The second term in Equation (4), proportional to η*, represents an effective, linear friction. In the classical system friction is proportional to the velocity of the object, and always oppose the motion of the object. Thus, in the presence of friction, the oscillations of the mass decrease in amplitude as time increases and the object asymptotically comes to rest at the equilibrium length of the spring. Similarly, in the chemical system the “effective friction” is proportional to the rate of change of [Ca2+]. However, the “effective friction” can switch from regular dissipation (η* > 0) to “negative dissipation” (η* < 0). When the “effective friction” is positive (η* > 0), any oscillations decay over time and the system effectively goes to its steady state concentration at long times. On the other hand, if the “effective friction” is negative (η* < 0), any change in the [Ca2+] concentration is amplified by the friction, which would cause a divergence in the [Ca2+] concentration as time increases. The origin of the “negative friction” (as one can see from Equation 5) is the same feedback effect that gives rise to the “effective mass.” The increase is eventually saturated by higher order terms in the friction (third term in Equation 4, ~ Γ, see Appendix B of Cohen and Safran, 2019 for one possible derivation), which can be a combination of several microscopic effects (reduction of [Ca2+] current with increasing cytoplasmic [Ca2+], inactivation of RyR, variation of the adaptation rate etc.). Thus, given the right conditions (βJ̄>H), the activation of RyR by [Ca2+] is enough to destabilize the system.

Finally, in the classical system, the fourth term of Equation (4) would represent the restoring force applied by the spring which pulls the object toward the equilibrium distance. This restoring force in our calcium system is proportional to the activity of calcium pumps (K), with a correction due to the “adiabatic” response of RyR to [Ca2+] (α < 1). It is important to note that, unlike the classical system, the steady-state around which the chemical system oscillates is far from equilibrium (since there is still a large concentration difference between the SR and the cytoplasm). Moreover, the calcium pumps that work to restore cytoplasmic [Ca2+] concentrations work against this concentration gradient, and thus require constant input of energy (in the form of ATP). Therefore, in contrast to the classical “passive” oscillator, the chemical oscillator of Equation (4) is inherently active. In the absence of pump activity, thermodynamics predicts the system will equilibrate with the [Ca2+] concentration in the SR and the cytoplasm becoming equal.

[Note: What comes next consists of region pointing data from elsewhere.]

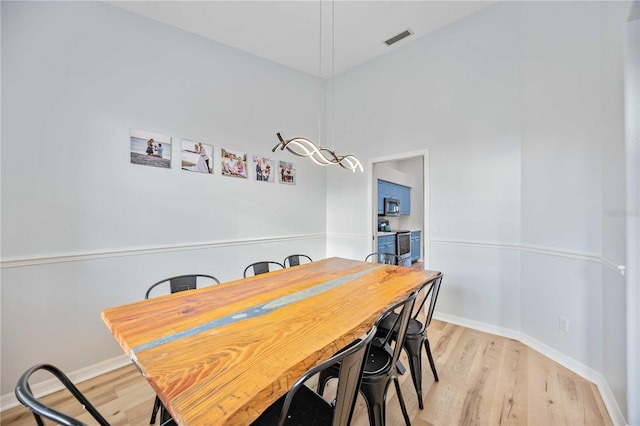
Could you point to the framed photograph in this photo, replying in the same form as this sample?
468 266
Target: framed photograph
234 163
287 173
264 168
150 149
197 156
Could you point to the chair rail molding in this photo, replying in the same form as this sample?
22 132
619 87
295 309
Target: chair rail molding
548 251
17 262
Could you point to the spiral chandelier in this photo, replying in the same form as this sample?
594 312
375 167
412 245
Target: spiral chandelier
304 147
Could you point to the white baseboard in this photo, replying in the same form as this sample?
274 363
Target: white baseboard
53 385
582 370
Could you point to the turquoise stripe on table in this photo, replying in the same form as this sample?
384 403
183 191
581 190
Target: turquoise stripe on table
255 311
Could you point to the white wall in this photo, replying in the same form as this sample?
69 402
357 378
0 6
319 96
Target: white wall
521 108
82 228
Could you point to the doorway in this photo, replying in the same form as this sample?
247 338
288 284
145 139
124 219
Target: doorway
408 169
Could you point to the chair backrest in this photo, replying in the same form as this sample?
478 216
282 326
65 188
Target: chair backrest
261 267
39 409
386 258
294 260
400 324
435 290
182 282
351 361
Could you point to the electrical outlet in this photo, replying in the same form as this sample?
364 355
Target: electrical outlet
563 324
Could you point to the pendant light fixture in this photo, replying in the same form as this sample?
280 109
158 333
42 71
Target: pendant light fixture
304 147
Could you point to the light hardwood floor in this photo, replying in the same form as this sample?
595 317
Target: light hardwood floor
484 380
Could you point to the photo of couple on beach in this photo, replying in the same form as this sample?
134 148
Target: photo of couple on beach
234 163
197 157
287 173
264 168
150 149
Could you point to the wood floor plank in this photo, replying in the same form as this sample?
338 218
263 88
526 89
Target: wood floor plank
510 400
484 380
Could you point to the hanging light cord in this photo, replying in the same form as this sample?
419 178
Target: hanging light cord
304 147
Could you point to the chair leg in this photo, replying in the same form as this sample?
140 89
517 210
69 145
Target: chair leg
154 412
401 399
433 364
374 394
413 346
323 377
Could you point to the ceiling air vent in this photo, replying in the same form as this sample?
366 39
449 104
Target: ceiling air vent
397 38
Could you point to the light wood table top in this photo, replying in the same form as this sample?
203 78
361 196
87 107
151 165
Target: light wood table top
222 354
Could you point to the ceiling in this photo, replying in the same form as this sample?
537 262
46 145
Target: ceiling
288 32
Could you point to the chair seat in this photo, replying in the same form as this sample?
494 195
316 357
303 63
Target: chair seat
307 409
377 361
414 327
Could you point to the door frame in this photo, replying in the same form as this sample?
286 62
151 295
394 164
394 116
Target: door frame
373 202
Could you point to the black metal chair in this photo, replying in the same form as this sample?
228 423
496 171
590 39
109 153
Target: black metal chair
386 258
40 409
182 282
261 267
381 366
176 284
301 406
294 260
416 334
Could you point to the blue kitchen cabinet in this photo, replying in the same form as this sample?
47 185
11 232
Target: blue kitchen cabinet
416 245
387 244
405 199
398 192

While further experiments are required to evaluate the parameters of the model, we can estimate those based on previous models for cardiomyocyte oscillations. As discussed above, the adaptation time of an RyR channel was measured as ~100 ms, which translates to H ~ 10 Hz (Valdivia et al., 1995). The average current through an RyR channel used in previous models (Dupont et al., 1991; Tang and Othmer, 1994) is on the order of J̄~20 μM·s-1. The fact that isolated cells can switch between relaxation and spontaneous oscillations dynamics suggests that those are close to the critical transition of η* = 0. Thus, for oscillating cells sufficiently close to this transition (we take here as an example |η*| = 0.1), we estimate β ≈ 0.55 μM−1. We thus approximate the effective mass as m* ≈ 0.1 s−2, which along with a pumping rate K ~ 1 s−1 (Dupont et al., 1991; Tang and Othmer, 1994), and α ≈ 0.2 (estimated from Valdivia et al., 1995) yields an oscillation frequency Ωc ~ 2.5 Hz, similar to the frequencies observed in experiments (Tang et al., 2011; Nitsan et al., 2016). Note that even further away from the transition to spontaneous oscillations (βJ̄/H1), the frequency of oscillations is even lower.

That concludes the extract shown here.